# Cheap ferrys



## niggle (Jul 7, 2009)

HELP,,, HELP,,, PLEASE DOES ANY ONE KNOW WHERE I CAN GET A CHEAP FERRY CROSSING FOR THIS WEEK END,, ANY LAST MIN COMPANYS ,,, NIGEL


----------



## lightshipman (Jun 3, 2010)

Just try the ferry company web sites directly, I just got a cheap deal on Sea France, but the nearer you get to the date the more expensive, I booked our crossing Saturday, for £127, same ferry today is £147.00, with two dogs return.

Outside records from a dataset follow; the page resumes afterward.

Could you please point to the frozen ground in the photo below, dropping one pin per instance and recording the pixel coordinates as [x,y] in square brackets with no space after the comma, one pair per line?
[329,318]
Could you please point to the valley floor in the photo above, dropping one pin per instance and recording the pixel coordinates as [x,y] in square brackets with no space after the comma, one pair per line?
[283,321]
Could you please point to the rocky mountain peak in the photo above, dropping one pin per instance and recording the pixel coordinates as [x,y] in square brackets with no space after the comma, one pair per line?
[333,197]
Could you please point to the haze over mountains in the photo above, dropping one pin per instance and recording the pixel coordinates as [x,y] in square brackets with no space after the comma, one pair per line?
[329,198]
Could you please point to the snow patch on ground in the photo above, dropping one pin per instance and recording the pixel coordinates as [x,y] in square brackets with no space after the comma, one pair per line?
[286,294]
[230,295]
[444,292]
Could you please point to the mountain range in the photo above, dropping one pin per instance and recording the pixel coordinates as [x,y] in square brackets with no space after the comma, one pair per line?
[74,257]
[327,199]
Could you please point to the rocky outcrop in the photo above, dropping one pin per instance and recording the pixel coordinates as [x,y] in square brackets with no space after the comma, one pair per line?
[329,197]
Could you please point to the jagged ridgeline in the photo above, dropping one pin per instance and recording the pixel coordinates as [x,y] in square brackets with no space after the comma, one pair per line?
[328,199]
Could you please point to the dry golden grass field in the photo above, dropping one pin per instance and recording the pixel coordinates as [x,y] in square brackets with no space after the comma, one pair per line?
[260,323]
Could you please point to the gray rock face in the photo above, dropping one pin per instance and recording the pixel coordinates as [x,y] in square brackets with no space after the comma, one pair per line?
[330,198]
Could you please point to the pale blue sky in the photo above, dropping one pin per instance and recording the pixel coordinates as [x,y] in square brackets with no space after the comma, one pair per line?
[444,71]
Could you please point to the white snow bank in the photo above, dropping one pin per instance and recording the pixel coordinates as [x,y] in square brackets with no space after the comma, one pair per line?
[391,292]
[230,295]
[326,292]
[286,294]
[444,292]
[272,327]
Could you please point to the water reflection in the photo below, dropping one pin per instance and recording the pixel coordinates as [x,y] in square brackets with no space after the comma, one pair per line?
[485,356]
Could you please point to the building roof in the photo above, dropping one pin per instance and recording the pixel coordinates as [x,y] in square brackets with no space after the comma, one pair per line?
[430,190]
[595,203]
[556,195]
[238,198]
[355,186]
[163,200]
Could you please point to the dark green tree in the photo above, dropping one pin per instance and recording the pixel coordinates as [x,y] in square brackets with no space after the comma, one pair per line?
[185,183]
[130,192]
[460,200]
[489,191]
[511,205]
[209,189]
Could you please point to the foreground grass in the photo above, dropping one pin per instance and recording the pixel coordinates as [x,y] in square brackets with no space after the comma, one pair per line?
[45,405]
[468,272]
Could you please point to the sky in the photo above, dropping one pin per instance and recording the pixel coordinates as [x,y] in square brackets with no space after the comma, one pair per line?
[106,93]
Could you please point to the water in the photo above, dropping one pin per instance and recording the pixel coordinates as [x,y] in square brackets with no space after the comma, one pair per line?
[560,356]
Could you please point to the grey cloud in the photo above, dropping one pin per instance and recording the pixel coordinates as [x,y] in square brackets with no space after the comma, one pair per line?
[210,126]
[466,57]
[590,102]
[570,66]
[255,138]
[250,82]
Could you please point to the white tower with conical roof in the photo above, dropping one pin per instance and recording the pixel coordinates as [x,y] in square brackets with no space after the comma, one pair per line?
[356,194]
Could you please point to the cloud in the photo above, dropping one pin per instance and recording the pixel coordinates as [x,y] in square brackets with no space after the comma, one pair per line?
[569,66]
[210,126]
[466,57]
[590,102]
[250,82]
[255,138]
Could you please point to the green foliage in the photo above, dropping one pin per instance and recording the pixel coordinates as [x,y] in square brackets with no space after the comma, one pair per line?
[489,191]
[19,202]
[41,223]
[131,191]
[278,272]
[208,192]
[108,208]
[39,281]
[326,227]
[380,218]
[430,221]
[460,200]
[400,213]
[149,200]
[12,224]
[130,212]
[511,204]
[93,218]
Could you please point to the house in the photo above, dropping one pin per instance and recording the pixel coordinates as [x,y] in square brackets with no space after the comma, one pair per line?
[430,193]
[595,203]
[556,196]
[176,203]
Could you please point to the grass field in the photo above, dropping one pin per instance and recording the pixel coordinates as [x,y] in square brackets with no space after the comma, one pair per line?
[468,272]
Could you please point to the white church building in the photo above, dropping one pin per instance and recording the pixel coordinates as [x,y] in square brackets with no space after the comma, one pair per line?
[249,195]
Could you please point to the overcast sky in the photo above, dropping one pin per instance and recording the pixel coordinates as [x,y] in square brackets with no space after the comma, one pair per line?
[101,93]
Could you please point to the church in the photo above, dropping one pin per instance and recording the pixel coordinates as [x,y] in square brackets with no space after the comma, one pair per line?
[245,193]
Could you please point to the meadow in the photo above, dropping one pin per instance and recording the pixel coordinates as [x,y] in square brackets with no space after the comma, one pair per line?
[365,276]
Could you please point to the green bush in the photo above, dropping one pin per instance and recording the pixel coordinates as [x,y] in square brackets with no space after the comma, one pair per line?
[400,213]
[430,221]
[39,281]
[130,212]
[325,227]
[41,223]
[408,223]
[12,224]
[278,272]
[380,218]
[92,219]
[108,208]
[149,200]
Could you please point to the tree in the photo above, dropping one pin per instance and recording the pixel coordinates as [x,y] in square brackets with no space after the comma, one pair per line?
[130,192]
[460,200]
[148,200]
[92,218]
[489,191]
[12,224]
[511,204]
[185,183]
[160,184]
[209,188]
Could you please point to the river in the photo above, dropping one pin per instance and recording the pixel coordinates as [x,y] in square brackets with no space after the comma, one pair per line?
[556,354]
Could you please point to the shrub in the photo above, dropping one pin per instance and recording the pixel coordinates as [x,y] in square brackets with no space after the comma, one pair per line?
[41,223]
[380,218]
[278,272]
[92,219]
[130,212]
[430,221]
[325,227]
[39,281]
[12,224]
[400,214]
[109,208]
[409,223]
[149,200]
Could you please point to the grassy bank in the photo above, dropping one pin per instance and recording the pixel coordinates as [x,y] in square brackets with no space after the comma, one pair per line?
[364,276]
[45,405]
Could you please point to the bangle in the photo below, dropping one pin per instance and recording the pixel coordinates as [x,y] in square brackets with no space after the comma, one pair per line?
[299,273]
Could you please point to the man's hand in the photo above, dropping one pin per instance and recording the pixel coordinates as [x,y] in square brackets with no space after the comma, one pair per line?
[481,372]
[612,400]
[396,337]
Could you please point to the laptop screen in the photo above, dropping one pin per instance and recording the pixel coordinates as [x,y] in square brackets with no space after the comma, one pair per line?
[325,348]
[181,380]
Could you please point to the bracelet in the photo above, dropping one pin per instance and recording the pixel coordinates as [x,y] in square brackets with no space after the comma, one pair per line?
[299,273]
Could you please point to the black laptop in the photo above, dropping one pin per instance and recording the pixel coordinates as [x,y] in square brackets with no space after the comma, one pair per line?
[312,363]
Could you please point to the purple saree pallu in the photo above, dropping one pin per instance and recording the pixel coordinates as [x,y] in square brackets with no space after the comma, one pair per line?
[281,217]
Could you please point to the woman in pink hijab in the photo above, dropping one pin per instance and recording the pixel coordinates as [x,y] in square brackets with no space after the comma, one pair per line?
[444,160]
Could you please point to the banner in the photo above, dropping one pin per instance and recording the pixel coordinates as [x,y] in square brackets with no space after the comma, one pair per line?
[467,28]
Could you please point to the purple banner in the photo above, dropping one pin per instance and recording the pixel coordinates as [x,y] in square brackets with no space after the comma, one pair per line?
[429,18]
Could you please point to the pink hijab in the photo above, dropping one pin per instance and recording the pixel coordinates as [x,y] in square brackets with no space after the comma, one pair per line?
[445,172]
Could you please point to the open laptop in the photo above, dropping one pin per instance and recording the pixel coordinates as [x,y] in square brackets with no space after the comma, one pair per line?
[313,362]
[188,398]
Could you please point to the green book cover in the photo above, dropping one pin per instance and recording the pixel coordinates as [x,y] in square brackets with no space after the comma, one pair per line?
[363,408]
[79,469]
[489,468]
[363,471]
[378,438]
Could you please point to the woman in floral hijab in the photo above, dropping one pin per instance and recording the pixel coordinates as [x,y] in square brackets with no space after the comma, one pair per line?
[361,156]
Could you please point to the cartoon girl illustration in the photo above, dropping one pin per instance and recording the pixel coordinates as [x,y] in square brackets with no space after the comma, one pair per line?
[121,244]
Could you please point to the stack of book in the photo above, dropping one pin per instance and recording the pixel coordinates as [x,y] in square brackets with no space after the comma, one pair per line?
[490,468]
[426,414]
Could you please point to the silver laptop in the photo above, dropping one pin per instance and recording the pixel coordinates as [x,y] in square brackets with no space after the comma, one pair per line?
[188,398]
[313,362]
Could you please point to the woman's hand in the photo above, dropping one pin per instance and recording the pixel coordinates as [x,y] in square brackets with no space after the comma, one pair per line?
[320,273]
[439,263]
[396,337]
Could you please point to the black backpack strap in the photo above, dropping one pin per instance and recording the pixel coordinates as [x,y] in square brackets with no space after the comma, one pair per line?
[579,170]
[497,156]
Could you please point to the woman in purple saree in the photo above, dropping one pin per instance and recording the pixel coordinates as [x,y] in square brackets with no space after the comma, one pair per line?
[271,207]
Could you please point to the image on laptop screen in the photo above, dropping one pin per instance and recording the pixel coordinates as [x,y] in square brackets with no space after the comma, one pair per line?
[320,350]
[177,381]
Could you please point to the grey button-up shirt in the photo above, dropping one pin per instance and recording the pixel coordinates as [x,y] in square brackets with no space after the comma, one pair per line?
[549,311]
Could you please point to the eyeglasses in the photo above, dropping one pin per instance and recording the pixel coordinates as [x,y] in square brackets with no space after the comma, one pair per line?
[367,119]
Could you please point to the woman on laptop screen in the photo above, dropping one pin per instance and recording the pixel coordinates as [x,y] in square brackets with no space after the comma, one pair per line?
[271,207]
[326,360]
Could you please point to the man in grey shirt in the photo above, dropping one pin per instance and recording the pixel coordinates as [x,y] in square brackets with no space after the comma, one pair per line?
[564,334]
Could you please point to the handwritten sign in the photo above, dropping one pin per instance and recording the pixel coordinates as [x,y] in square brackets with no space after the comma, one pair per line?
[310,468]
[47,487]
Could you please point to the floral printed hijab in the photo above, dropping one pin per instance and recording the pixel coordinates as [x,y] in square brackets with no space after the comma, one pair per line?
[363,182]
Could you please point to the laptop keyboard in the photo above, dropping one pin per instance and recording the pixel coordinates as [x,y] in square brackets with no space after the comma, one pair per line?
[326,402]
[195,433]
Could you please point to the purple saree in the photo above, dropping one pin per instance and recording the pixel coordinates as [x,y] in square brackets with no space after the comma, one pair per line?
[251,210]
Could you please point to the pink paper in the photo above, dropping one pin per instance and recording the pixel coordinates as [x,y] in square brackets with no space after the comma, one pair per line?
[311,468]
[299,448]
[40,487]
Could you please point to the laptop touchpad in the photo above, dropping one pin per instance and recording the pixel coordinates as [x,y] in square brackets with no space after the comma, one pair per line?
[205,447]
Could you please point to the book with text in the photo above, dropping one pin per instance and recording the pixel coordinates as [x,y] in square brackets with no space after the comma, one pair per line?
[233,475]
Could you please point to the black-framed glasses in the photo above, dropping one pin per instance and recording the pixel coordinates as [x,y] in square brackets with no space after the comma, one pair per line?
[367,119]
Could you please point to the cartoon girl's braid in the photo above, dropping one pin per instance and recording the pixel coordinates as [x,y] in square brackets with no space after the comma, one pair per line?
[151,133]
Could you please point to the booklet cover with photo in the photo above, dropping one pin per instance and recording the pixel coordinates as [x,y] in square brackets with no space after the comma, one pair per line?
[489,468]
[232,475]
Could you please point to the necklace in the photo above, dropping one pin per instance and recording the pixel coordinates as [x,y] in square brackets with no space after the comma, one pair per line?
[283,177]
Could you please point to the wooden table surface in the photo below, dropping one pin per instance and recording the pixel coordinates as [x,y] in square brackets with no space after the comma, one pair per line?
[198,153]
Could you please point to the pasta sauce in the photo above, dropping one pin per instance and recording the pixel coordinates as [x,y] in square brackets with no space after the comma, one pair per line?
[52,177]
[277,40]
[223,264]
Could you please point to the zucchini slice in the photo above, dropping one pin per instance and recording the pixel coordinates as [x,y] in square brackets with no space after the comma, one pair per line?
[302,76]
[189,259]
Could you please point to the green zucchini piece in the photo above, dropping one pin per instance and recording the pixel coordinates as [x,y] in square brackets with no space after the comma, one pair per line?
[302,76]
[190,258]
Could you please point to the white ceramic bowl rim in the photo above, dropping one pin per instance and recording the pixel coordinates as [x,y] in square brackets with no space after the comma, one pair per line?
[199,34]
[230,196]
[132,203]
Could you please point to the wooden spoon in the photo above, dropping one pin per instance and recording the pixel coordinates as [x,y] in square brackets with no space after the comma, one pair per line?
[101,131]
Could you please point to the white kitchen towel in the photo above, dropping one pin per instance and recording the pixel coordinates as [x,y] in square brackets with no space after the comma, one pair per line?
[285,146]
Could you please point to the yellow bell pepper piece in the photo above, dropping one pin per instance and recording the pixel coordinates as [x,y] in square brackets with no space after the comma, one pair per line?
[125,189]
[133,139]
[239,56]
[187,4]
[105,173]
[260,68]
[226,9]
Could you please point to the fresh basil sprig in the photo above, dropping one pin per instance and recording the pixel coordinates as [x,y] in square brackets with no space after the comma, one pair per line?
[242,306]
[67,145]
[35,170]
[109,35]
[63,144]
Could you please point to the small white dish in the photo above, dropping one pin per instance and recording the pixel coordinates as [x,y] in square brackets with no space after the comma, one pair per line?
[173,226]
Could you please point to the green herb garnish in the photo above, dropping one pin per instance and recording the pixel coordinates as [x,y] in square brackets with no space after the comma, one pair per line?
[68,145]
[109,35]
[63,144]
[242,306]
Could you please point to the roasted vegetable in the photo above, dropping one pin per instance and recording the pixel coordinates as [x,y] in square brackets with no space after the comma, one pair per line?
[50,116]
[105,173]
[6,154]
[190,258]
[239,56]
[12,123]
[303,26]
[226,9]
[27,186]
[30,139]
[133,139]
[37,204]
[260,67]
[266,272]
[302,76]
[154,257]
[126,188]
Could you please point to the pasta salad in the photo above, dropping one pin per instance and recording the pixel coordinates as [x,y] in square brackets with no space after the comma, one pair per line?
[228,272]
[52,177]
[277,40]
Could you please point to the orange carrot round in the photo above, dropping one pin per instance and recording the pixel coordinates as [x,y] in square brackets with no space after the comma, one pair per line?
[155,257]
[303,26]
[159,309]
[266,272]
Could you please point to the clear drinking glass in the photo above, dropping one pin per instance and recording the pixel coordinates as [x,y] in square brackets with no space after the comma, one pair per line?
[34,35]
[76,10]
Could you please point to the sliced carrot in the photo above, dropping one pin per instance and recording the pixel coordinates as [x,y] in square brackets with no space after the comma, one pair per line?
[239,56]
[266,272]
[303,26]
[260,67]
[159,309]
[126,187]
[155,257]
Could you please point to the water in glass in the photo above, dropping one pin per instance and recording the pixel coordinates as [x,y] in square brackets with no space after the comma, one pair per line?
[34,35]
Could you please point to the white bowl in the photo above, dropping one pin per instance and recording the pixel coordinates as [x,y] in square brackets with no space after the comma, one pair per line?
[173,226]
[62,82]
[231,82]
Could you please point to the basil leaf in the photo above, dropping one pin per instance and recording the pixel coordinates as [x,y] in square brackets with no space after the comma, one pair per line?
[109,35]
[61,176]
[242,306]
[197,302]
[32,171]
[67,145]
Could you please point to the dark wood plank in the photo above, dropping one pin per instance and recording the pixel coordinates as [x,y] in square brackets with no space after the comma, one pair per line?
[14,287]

Good luck. 
If you are with the caravan club you may get a cheaper deal, but they couldn't compete with a direct booking.
Andy


----------



## Zebedee (Oct 3, 2007)

The "Pets" forum is probably not the best place to come for advice. 8O :roll: 

I'll move it for you.


----------



## gofer (Feb 8, 2010)

*cheap ferries*

just looked on norfolkline got quote for sun 13 6 10 2people 2 pets 8mtr m/h sailing 2000hrs one way £25 sounds good to me.


----------



## chass (Dec 16, 2009)

Most ferry companys will be expesive this weekend as it's LeMans.


----------